The sticky note was on my computer for about two weeks. Two 3×3 yellow sheets of square shaped paper with the written words. Sitting there. Waiting to be written. Forming the words in my head and my heart. Thinking how to write it. Thinking about how certain things trigger memories. Thinking about it. Letting it swish and swirl around in my head. Still waiting to be written. Every time I opened my laptop, there it was, reminding me. Reminding me of her memory. Waiting to be written.
It was just a ruler. A wooden ruler. It was an 18 inch ruler though, not the standard 12 inch ruler. That was kind of odd. But, it’s just a ruler. Why is this ruler a thing? I wondered, what’s so special about this ruler? Then I saw it. It was her ruler.
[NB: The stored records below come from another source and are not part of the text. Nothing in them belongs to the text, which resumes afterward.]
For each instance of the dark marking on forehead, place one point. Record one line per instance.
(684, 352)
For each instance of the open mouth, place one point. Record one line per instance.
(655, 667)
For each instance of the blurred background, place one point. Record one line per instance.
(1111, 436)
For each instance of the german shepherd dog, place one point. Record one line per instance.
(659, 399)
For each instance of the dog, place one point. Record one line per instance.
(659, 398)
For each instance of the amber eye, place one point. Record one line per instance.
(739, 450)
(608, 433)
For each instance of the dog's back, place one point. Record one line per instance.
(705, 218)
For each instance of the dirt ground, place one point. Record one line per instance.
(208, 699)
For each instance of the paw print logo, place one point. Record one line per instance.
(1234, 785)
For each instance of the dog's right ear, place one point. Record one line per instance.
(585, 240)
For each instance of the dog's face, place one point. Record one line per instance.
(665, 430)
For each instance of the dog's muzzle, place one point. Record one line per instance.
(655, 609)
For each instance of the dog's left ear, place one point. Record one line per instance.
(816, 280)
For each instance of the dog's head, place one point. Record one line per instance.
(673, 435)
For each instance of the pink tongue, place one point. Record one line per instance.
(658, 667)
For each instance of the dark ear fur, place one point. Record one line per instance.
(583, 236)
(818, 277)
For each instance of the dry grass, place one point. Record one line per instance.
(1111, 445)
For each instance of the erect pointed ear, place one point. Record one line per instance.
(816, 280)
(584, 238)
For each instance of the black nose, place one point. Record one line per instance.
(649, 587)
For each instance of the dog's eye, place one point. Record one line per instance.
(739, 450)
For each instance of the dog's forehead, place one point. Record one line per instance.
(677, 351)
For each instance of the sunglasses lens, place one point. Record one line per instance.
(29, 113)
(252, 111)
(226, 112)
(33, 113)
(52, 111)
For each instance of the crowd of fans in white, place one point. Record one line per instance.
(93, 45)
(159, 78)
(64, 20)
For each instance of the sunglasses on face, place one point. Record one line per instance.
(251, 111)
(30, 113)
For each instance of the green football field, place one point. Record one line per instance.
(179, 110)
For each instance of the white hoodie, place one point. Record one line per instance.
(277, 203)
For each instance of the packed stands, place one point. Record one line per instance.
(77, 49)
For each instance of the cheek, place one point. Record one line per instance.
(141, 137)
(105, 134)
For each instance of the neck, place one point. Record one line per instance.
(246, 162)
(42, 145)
He came out of his office to show me. He said he always thought it gave him good luck. I wasn’t sure what he was talking about. It was just a ruler. Then he flipped it over and on the back side was a name. The letters were written in black Sharpie. The letters were written in all caps. The letters formed a name. It was her name. It was her writing. I recognized it right away. That recognition never goes away, no matter how long it’s been. I tried to hide the emotions. I’m sure he saw it. It caught me off guard.
It’s fitting, or ironic, a coincidence or a message from her. Her absolute favorite holiday was the 4th of July. Tomorrow. Manana. She said that to me every day when she left the office…manana.
She was always so excited for the 4th. Her neighborhood had their own parade. Pretty much their own holiday. Sunshine. She would set up a table in the yard to launch her fireworks. She was giddy with excitement. It was the kind of excitement that was contagious. Just like her smile…contagious. Just like her. Full of life and full of sunshine and full of beauty.
I see her now. Walking around, a glass of wine in her hand or if the day called for it, a glass of scotch. Ice cubes clanking against the glass, making her music. Her hair flowing and her head tilted back with laughter. She loved to laugh. She loved to live. She was a beautiful soul. Gone way too soon.
So, when I saw the ruler, the name on the ruler, I knew it was her. I knew she was there. I get goosebumps now thinking about her and how she touched my life. I can’t imagine never having known her. I miss you Sandy. Light it up tomorrow!